– Да вот же она! – говорила мама, показывая мне притаившиеся под листиками красные ягоды. – А вот еще. И еще.
Я засовывал в рот ягоды, показанные мамой, и полз дальше. Почему-то мне ягоды показываться не хотели, а маме хотели. Но я не обижался на них: это так интересно играть в прятки с ягодами. Зато когда найдешь сам, без маминой подсказки, ягода так вкусно пахнет, такая она сладкая, что даже вкуснее пенки и меда.
Тут Людмилку укусила большая слепая муха, Людмилка расплакалась, и мы пошли домой в деревню. И вокруг меня тоже вились слепые мухи и страшно гудели, но я шел тихо, чтобы они меня не услыхали. Да только Людмилка так громко плакала, что и меня тоже укусила слепая муха. Однако я не стал плакать: ведь я мужик, а не баба. К тому же еще и моряк.
Глава 24
За несколько дней в деревне я освоился настолько, что мама стала посылать меня к папе с обедом. Теперь папа ездил на лошади, на той самой, которая привезла нас в деревню, но не верхом, а в такой телеге с сидением, как на велосипеде, и сбоку от него крутилось большое колесо, махали железные крылья: так теперь папа косил траву. Один. Без мужиков. Но и в этом случае подходить к нему близко никак нельзя, потому что лошадь глупая, как вороны, и может скосить меня вместе с травой.

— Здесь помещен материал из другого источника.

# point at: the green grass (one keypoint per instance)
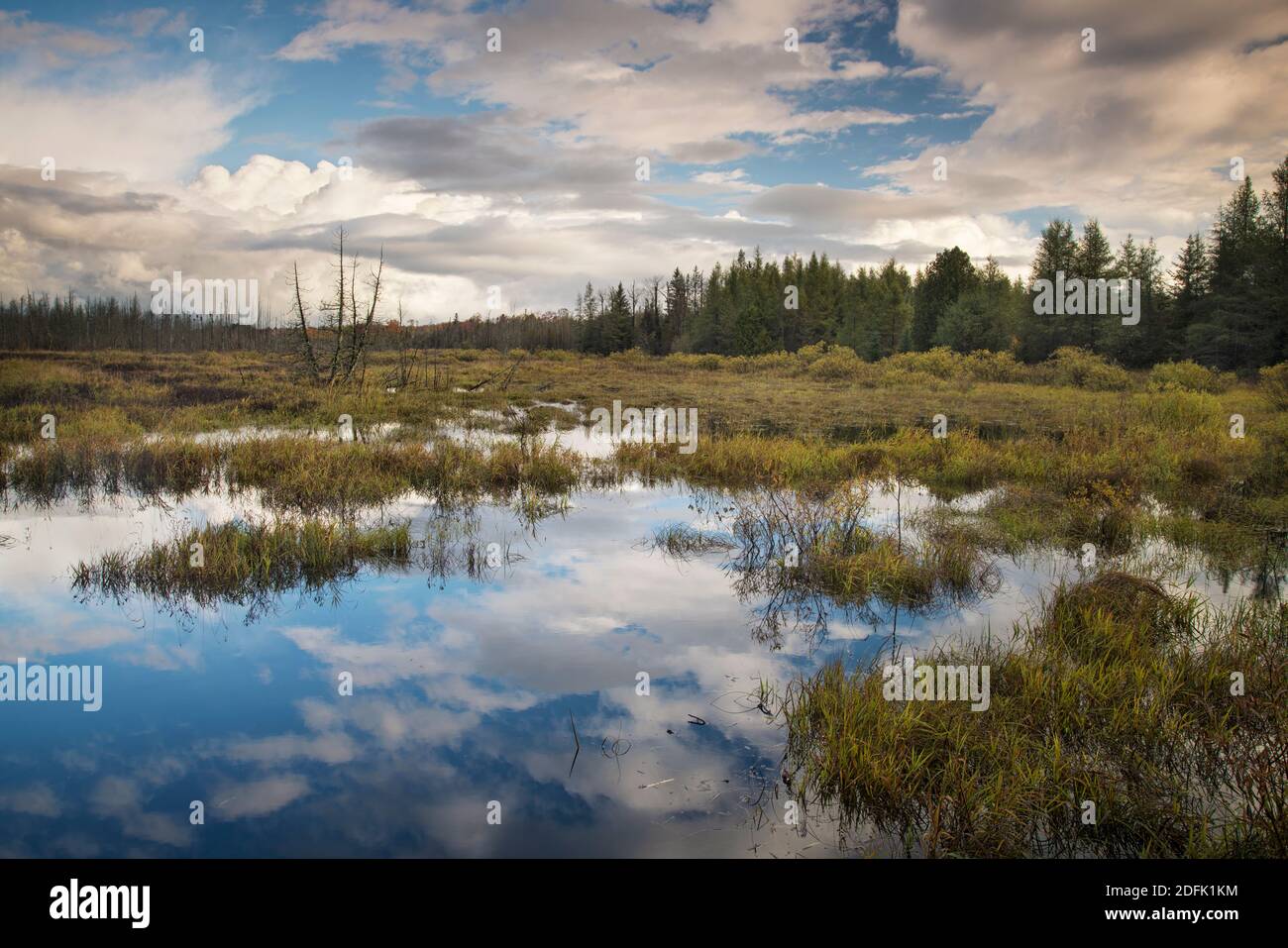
(245, 562)
(1116, 693)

Я останавливался на краю луга и кричал:
– Папа, я пише-ооол!
Папа сворачивал ко мне, отпрягал лошадь, вынимал у нее изо рта железку, чтобы туда помещалась трава, связывал ей передние ноги грязной толстой веревкой, чтобы глупая лошадь не убежала к голодным волкам, которые ее съедят, и пускал лошадь пастись. Лошадь ела траву и махала длинным хвостом, отгоняя слепых кусачих мух. А мы с папой садились в тенечек, ели окрошку с черным хлебом деревянными ложками. В поле окрошка куда вкуснее, чем в избе. В поле я ел наравне с папой: он ложку – я ложку, он другую – я другую. Правда, моя ложка поменьше папиной, так я и сам поменьше папы. Поев, я забирал узелок и шел домой: папе после обеда положено работать, а мне – спать.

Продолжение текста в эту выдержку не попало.